Abstract:Recent advances in generative recommendation have leveraged pretrained LLMs by formulating sequential recommendation as autoregressive generation over a unified token space comprising language tokens and itemic identifiers, where each item is represented by a compact sequence of discrete tokens, namely Semantic IDs (SIDs). This SID-based formulation enables efficient decoding over large-scale item corpora and provides a natural interface for LLM-based recommenders to leverage rich world knowledge. Meanwhile, breakthroughs in LLM reasoning motivate reasoning-enhanced recommendation, yet effective reasoning over SIDs remains underexplored and challenging. Itemic tokens are not natively meaningful to LLMs; moreover, recommendation-oriented SID reasoning is hard to evaluate, making high-quality supervision scarce. To address these challenges, we propose SIDReasoner, a two-stage framework that elicits reasoning over SIDs by strengthening SID--language alignment to unlock transferable LLM reasoning, rather than relying on large amounts of recommendation-specific reasoning traces.
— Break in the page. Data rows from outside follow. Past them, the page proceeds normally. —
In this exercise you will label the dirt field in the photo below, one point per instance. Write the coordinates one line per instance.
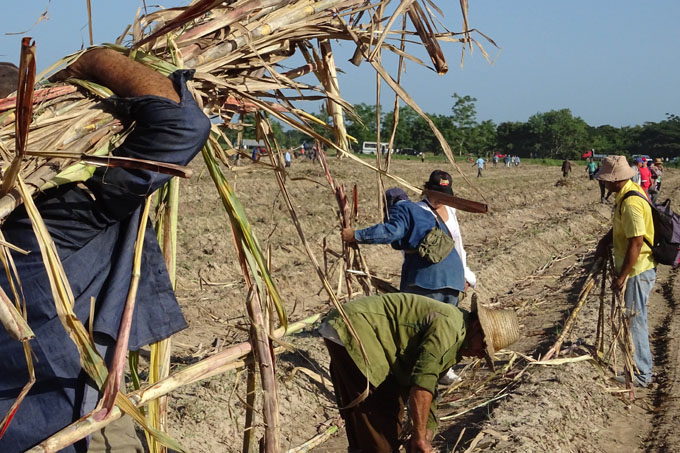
(531, 252)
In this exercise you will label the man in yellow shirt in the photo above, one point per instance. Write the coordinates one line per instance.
(632, 232)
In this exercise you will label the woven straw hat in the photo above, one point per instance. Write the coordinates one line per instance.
(500, 327)
(615, 168)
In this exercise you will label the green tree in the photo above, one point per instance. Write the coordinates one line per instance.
(464, 119)
(558, 135)
(660, 139)
(483, 139)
Concretely, SIDReasoner first enhances SID-language alignment via multi-task training on an enriched SID-centered corpus synthesized by a stronger teacher model, grounding itemic tokens in diverse semantic and behavioral contexts. Building on this enhanced alignment, SIDReasoner further improves recommendation reasoning through outcome-driven reinforced optimization, which guides the model toward effective reasoning trajectories without requiring explicit reasoning annotations. Extensive experiments on three real-world datasets demonstrate the effectiveness of our reasoning-augmented SID-based generative recommendation. Beyond accuracy, the results highlight the broader potential of large reasoning models for generative recommendation, including improved interpretability and cross-domain generalization.